Che cosa bisogna fare allora?

Innanzitutto, aiutare seriamente i Comuni ad affrontare la sfida del PNRR. Pare che il governo su questo abbia provveduto a rimediare agli errori commessi con il precedente Concorso Sud (vicenda sulla quale, per inciso, ho anche presentato un’interrogazione). Bisogna immettere, e presto, linfa vitale di competenze e risorse umane per realizzare i progetti. Una buona idea è la proposta di questi giorni – oltre alle altre forme di reclutamento – di consentire all’Agenzia per la coesione territoriale di reclutare professionisti per aiutare gli enti locali nell’attuazione del Piano nazionale di ripresa e resilienza.

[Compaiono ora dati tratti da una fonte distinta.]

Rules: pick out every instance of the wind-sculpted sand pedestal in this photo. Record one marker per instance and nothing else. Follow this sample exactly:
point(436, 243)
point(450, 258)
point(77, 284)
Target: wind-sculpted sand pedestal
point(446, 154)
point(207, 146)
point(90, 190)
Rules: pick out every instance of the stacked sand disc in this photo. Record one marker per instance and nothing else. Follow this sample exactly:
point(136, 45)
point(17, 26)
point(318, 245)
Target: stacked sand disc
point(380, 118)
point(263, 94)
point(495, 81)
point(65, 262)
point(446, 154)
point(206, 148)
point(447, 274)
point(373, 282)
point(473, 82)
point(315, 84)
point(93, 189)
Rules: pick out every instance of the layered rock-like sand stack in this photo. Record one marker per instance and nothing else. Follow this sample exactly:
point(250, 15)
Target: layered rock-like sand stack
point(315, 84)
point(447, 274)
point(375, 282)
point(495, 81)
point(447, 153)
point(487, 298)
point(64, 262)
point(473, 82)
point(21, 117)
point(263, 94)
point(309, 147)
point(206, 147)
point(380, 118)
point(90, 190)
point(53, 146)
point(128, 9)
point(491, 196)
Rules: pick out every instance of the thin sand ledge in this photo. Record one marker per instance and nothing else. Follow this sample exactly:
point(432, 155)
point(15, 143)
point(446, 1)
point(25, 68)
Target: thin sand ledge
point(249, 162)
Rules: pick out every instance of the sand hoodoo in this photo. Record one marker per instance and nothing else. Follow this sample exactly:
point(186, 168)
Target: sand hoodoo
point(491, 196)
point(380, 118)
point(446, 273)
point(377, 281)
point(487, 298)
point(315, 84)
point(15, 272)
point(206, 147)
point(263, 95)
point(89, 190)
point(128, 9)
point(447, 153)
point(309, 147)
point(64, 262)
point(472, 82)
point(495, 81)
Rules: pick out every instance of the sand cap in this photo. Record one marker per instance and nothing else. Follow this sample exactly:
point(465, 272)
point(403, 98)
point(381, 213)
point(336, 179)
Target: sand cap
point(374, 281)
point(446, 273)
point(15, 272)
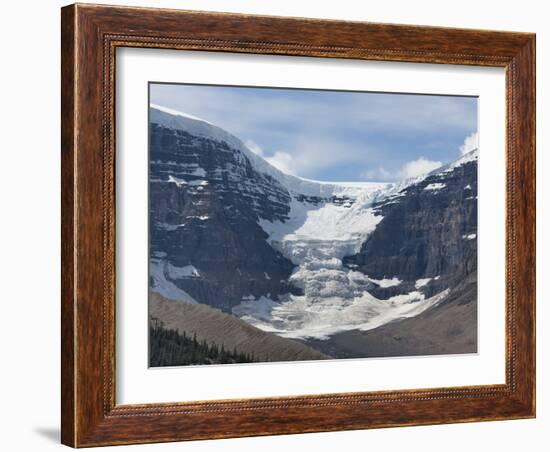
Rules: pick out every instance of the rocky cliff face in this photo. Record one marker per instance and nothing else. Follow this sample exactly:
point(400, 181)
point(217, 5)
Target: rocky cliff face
point(428, 232)
point(205, 202)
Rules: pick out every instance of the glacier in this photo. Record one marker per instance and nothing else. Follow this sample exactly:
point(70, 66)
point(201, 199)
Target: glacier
point(315, 236)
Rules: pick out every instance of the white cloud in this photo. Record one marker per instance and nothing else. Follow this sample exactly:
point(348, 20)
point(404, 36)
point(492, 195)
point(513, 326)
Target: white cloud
point(378, 174)
point(418, 167)
point(254, 147)
point(414, 168)
point(283, 161)
point(471, 142)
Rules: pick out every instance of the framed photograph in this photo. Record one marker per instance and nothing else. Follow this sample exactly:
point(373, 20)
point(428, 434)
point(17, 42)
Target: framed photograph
point(281, 225)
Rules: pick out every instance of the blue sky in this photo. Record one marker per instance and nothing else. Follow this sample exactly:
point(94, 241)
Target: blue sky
point(335, 135)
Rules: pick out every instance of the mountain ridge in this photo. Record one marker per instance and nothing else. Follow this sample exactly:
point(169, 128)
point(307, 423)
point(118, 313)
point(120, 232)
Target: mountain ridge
point(287, 254)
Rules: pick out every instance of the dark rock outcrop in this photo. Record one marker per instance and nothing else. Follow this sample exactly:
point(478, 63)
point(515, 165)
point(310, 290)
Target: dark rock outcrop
point(205, 199)
point(428, 231)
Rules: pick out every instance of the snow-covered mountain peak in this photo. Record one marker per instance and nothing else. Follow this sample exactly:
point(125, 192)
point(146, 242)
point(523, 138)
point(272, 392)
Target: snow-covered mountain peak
point(173, 119)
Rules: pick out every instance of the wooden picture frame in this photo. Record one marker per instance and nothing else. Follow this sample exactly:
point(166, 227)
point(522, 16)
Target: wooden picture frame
point(90, 36)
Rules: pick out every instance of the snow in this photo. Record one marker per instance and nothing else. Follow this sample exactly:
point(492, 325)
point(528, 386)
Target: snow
point(384, 283)
point(466, 158)
point(422, 282)
point(315, 237)
point(158, 272)
point(177, 181)
point(189, 271)
point(297, 318)
point(201, 183)
point(435, 186)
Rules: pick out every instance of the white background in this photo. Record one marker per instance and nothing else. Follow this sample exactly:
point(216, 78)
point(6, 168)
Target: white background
point(30, 225)
point(137, 384)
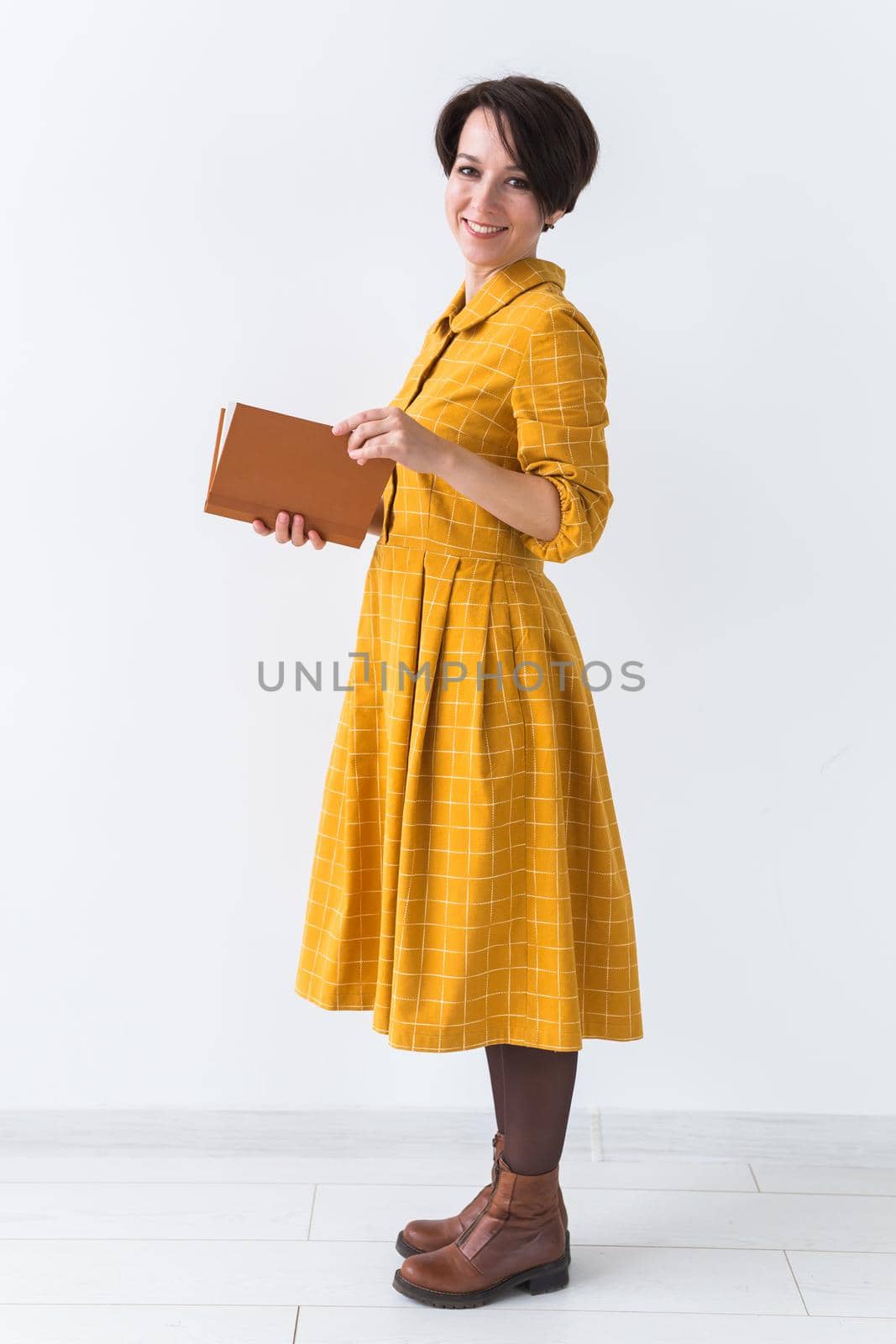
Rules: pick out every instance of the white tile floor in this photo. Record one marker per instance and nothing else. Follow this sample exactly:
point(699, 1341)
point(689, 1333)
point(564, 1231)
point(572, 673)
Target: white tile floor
point(239, 1229)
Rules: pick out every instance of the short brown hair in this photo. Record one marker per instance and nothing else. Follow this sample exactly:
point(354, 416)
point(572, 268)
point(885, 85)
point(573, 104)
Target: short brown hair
point(557, 144)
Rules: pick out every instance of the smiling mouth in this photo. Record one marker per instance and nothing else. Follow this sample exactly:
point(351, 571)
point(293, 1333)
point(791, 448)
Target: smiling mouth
point(484, 230)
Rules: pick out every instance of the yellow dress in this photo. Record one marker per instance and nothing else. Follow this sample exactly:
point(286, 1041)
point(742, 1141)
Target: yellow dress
point(468, 882)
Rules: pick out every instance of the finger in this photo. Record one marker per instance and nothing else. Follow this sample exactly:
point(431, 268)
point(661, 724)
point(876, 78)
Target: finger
point(344, 427)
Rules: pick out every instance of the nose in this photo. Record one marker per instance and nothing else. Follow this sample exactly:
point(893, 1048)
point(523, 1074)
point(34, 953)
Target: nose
point(483, 203)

Io ho anche proposto di congelare per un anno la rendicontazione finanziaria dei comuni in dissesto o predissesto, proprio per consentirgli di cogliere appieno l’occasione del PNRR. Proposta accolta con favore da alcuni colleghi senatori. E ho presentato un emendamento per destinare dieci milioni in più rispetto alla vecchia dotazione ai piccoli comuni.

Se non si mette il sud nelle condizioni di sfruttare la leva del Recovery, “ne riceverà un danno anche il Centro-Nord”, scrive Repubblica. Per quel famoso effetto rimbalzo di cui ho parlato spesso, confortato dai numeri di autorevoli economisti.

Magari queste saranno le paroline magiche che convinceranno anche le classi dirigenti del nord ad andarci cauti con egoismi territoriali e cupidigia fiscale.